Their first album The Way of the Fist sold almost 4,000 copies in it’s first week in 2007, and that same year they embarked on not one but two major tour cycles with nu-metal giants Korn, including the long-running Family Values Tour. To date, they’ve sold over 2.5 million records in the USA alone. Their secret? Nail the basics and nail them right. This, their sixth studio album, is a testament to that philosophy.
The eponymous opening track of Got Your Six throws the listener straight into FFDP’s world of vein-bursting all-American anthemic metal. The dirty guitar and melodic fills are a staple of the bands compositional armoury, extremely enjoyable and nicely refined. Up next is the equally muscular ‘Jekyll and Hyde’, the album’s darling boy, with 6 million views on YouTube and enough hair on its chest to choke out a bear. Frontman Ivan Moody shines through here, exercising his full range of vocal capabilities in glorious baritone from spoken lyrics to corrosive growls and soaring cleans.
For a while after it seems as if things have slowed down and become a little more sensible. ‘Wash It All Away’ and ‘Ain’t My Last Dance’ are calmer, almost playful as string-men Jason Hook and Zoltan Bathory dance across the upper frets of their guitars. But halfway through the latter track the listener will receive a less-than-subtle reminder that they’re still in FFDP’s house – a soul-mutilating and beautifully low-tuned drop fronted by a surprisingly brutal scream from Moody that’s guaranteed to give you an aneurysm. If you’re not foaming at the mouth by the time the song draws to a close then your volume isn’t turned up enough.

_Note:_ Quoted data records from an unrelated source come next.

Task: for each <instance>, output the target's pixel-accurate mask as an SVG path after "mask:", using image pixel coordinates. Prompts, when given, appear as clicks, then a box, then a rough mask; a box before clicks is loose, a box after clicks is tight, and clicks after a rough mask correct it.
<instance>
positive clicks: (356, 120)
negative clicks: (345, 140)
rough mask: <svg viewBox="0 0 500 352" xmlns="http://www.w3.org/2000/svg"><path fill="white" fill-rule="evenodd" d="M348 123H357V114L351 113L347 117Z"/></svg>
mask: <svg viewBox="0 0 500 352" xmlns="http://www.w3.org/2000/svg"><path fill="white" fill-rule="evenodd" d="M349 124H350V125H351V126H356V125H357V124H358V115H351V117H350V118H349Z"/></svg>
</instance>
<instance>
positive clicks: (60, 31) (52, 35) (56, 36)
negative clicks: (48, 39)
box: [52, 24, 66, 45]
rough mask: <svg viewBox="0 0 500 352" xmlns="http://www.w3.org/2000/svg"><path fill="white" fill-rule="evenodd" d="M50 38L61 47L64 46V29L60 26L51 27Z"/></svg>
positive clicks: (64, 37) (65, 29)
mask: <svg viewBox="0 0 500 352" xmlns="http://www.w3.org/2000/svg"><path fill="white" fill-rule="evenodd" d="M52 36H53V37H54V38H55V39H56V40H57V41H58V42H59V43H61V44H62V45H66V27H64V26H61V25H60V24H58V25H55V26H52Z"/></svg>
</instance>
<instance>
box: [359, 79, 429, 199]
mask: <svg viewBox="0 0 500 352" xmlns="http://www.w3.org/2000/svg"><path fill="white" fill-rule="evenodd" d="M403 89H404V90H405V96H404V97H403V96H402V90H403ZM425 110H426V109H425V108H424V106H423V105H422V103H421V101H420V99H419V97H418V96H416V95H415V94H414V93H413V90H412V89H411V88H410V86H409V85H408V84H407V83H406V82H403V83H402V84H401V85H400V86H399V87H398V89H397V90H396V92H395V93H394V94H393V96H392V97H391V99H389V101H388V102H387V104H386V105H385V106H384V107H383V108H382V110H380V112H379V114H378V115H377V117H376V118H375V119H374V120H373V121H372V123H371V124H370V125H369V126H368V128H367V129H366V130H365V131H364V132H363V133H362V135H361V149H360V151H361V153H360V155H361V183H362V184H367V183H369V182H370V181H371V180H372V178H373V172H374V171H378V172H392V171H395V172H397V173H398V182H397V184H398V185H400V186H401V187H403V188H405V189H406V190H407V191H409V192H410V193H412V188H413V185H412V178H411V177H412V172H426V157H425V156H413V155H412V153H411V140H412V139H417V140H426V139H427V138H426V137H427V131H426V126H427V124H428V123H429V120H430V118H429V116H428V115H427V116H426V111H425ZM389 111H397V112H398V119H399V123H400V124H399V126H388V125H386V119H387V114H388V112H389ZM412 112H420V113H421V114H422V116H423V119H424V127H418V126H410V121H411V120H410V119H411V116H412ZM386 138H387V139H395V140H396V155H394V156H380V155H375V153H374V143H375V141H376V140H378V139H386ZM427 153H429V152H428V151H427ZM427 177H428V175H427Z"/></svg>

This back-and-forth between melody and coarse heaviness is the template for the rest of the record. Some tracks like ‘My Nemesis’ focus more on the former, some like ‘No Sudden Movement’ more on the latter. But by far and away what makes Got Your Six so easy to listen to is the amalgamation of these components into a single style that has Five Finger Death Punch stamped all over it. Many other groups might try to offset these two broad compositional areas against each other in a vain attempt to be complex or interesting, tinkering with all manner of musical tools or focusing on only one of them and leaving a metaphorical hole in their work.
Five Finger Death Punch’s simple methodology is to smash these two elements together. In doing so they have created an album that is blissfully and refreshingly simple, that manages to inspire as readily as it instils fear in the naysayers. And while metal snobs will undoubtedly continue to turn up their noses Five Finger Death Punch will continue to be the everyman’s choice for thundering groove metal ballads.
Got Your Six is out now via Prospect Park.